Anschließend ein kleines Fluppchen. Wenn schon, denn schon. Blauer Dunst. Einatmen, ausatmen. Der Freiheit nahe sein.
Etwas später klingelte mein Handy.
Meine Mutter war dran: "Hallo, mein Hase. Was ist denn da bei Dir schon wieder los?"
"Wieso? Weißt Du schon Bescheid?"
"Natürlich. Du weißt doch, wie das mit den Medien funktioniert heutzutage. Und dann noch dieser blöde Facebook-Eintrag von Dir gerade eben. Was soll das? Machst Du Dich jetzt noch über Dich selbst lustig?"
"Mama..."
"Nein, nichts Mama. Das ist echt Mist, was Du da machst. Du bist ein Vorbild, verdammt. Was ist denn genau passiert?"
"Ach, nichts. Du kennst das doch. Die haben mich einfach auf dem Kieker. Haben behauptet, ich wäre angetrunken zum Training erschienen und haben mich dann einfach suspendiert. Diese Penner."
"Und da war nichts dran? Komm schon, Hase, das ist ja nicht das erste Mal, dass die so etwas behaupten!"
"Mach Dir keine Sorgen, Mama. Ich bin Harrinho, ich komme da schon wieder raus..."
"Sag nicht immer Harrinho. Du heißt nicht Harrinho!"
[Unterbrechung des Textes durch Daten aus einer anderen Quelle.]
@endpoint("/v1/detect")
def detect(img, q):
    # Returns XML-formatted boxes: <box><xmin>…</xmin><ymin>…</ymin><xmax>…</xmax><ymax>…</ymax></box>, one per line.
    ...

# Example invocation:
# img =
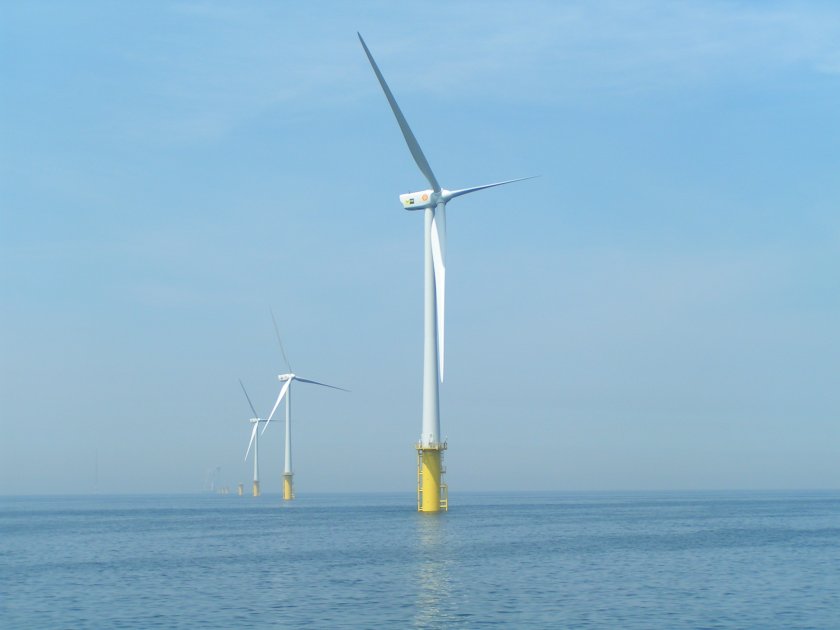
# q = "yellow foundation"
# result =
<box><xmin>283</xmin><ymin>473</ymin><xmax>295</xmax><ymax>501</ymax></box>
<box><xmin>417</xmin><ymin>442</ymin><xmax>449</xmax><ymax>512</ymax></box>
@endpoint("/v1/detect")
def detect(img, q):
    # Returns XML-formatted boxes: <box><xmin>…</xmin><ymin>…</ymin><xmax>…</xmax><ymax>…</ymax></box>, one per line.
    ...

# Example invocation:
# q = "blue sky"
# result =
<box><xmin>0</xmin><ymin>1</ymin><xmax>840</xmax><ymax>498</ymax></box>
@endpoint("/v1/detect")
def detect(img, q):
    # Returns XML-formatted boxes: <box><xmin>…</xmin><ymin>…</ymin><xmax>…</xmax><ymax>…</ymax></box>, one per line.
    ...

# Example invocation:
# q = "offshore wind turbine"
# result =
<box><xmin>262</xmin><ymin>312</ymin><xmax>350</xmax><ymax>501</ymax></box>
<box><xmin>356</xmin><ymin>33</ymin><xmax>531</xmax><ymax>512</ymax></box>
<box><xmin>239</xmin><ymin>379</ymin><xmax>263</xmax><ymax>497</ymax></box>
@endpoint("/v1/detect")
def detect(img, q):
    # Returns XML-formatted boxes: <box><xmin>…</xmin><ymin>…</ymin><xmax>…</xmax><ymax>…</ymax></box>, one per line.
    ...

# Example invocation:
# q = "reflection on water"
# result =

Die Sache mit dem Harrinho hatte mit Harald Juhnke zu tun und seinen Ursprung in der B-Jugend. Das bezog sich allerdings weniger auf mein Gesangstalent. Wir hatten damals eine Tour mit der Mannschaft nach Griechenland unternommen. Natürlich haben wir da alle heimlich geraucht und nachts haben wir uns das erste Mal am Bier und am Schnaps versucht. Weil ich die Flasche Apfelkorn, die ich in meinen Stutzen geschmuggelt hatte, an einem Abend alleine und recht zügig geleert hatte, nannten mich meine Mitspieler fortan Harrinho. Meine Mutter hasste das.
In den Folgejahren stachelte mich dieser Name immer wieder an. Wenn wir Mannschaftsabende hatten, riefen mir die Jungs immer ein Komm schon, Harrinho! oder ein auf Ex, Harrinho! zu. Was mich motivierte, denn ich hatte einen Ruf zu verlieren. Aber war da irgendwas außergewöhnlich dran? Machen junge Leute nicht immer etwas Party und schlagen über die Stränge?
Ein, an, auf: Ich goss mir einen Barcadi Cola ein, machte mir noch eine Zigarette an, drehte die Musik auf. Dann schlurfte es mich zum Spiegel. Dort blickten mich Augen an, die etwas gerötet waren, ansonsten sah ich aber absolut top aus. Ich begann, Jubelposen einzustudieren, für das nächste Spiel, irgendwann. Mit dem Zeigefinger auf den Lippen rannte ich immer wieder an meinem Spiegel vorbei. Sollte das Publikum doch die Fresse halten, wenn ich ein Tor erzielen würde. Warf verächtliche Blicke in den Spiegel. Dann zeigte ich auf meine imaginäre Rückennummer. Wahlweise übte ich, auch drohend auf die Trainerbank zu deuten. Ich studierte unterschiedliche Fingerzeichen ein, die ich alle für den nächsten Torjubel parat haben wollte. Manche waren zu kompliziert. Aber so viel stand fest: Ein Harrinho ließ sich von so einer kleinen Suspendierung nicht unterkriegen. Ich würde zurückkommen. Und wie!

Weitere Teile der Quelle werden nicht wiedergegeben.